For British audiences, the installation’s format inevitably recalled “The Generation Game”—a mind-bogglingly vacuous TV game-show that had roughly decade-long runs in both the ’70s and the ’90s, and whose finale consisted of contestants attempting to memorize a conveyor-belt sequence of prize goods. A more contemporary association might be with the online retailer Amazon and its vast warehouses constantly processing and channeling disparate products. There was a similar intimation of grandeur to Gander’s project—a kind of mesmerizing pleasure in the objects’ stately passage. The difference, of course, was that Gander’s items weren’t presented as mass commodities, but as something more singular, like puzzles or personal relics.
To gain insight into most of the displays, viewers had to turn to a publication placed on a side table. The plated bird, for instance, was revealed to be an ortolan bunting, an ostentatiously expensive delicacy that here—alongside the evocation of the apocryphal tale about Picasso’s paying for a meal using a signed napkin—suggested ideas about rarity and value. Gander is an amusing and thoughtful writer, and his essays, stories and other texts in this book virtually all contain elements of personal, and often quite poignant, reminiscence, frequently involving his family in some way—describing the assemblage lamps, for instance, that he keeps making for his wife but that end up selling as artworks, or the urn that used to contain his fascinatingly eccentric aunt’s ashes. Sometimes it felt as if the main point of an object was to justify the literary meditation, rather than the other way round.
It’s a common criticism of Gander’s work, that it relies so heavily upon complex backstories to provide meaning, using them as explanatory scaffolding. A counterargument, of course, would be that the significance of even the most quotidian object in the world is determined by such sociocultural frameworks, although these are usually so readily understood as to appear natural, or to not appear at all. It was precisely around ideas of visibility and understanding that Fieldwork seemed to be structured, with the installation acutely revealing the gap between personal significance for Gander, in the form of the book’s texts, and the pure, self-contained spectacle of the objects themselves; between, in short, being on the inside of a thing’s meaning and being on the outside, gazing in through a window.
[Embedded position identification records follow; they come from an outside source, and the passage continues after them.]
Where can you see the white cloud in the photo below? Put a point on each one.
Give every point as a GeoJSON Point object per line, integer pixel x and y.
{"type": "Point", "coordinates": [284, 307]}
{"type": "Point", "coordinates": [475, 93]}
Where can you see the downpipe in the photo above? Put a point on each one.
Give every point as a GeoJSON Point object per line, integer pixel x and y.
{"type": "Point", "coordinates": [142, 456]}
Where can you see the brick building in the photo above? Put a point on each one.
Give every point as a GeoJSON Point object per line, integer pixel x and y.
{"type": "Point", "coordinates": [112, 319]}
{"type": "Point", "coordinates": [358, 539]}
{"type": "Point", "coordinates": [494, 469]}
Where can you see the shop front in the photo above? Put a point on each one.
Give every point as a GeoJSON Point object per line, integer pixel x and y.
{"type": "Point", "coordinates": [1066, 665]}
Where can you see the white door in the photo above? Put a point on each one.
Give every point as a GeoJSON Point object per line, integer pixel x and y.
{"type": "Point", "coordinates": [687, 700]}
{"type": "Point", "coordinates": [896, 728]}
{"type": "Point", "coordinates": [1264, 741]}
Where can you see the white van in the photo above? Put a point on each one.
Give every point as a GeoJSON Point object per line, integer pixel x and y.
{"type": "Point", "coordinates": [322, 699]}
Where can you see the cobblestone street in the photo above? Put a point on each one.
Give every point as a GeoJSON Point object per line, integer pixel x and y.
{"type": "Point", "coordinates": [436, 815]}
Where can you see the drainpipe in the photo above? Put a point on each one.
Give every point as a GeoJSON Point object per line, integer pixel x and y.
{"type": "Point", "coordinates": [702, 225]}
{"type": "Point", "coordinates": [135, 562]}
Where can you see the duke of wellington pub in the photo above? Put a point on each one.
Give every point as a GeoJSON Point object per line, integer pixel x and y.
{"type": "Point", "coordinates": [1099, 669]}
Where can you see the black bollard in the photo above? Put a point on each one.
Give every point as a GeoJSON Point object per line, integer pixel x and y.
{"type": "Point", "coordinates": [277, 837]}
Other works in the show continued the motif of visibility. Drapery, hung across gilt mirrors or crumpled around pedestals as if discarded by absent statues, was rendered in marble—so that the element that usually distracts or obscures became the main attraction. The gallery’s basement, meanwhile, appeared to be filled almost to the ceiling with stones—though perhaps this was only an illusion, the stones merely a layer covering an unseen raised platform. And outside the gallery, a giant billboard displayed Gander’s phone number—an image that, unlike the objects in Fieldwork, was both highly visible and personal in an immediately apparent way.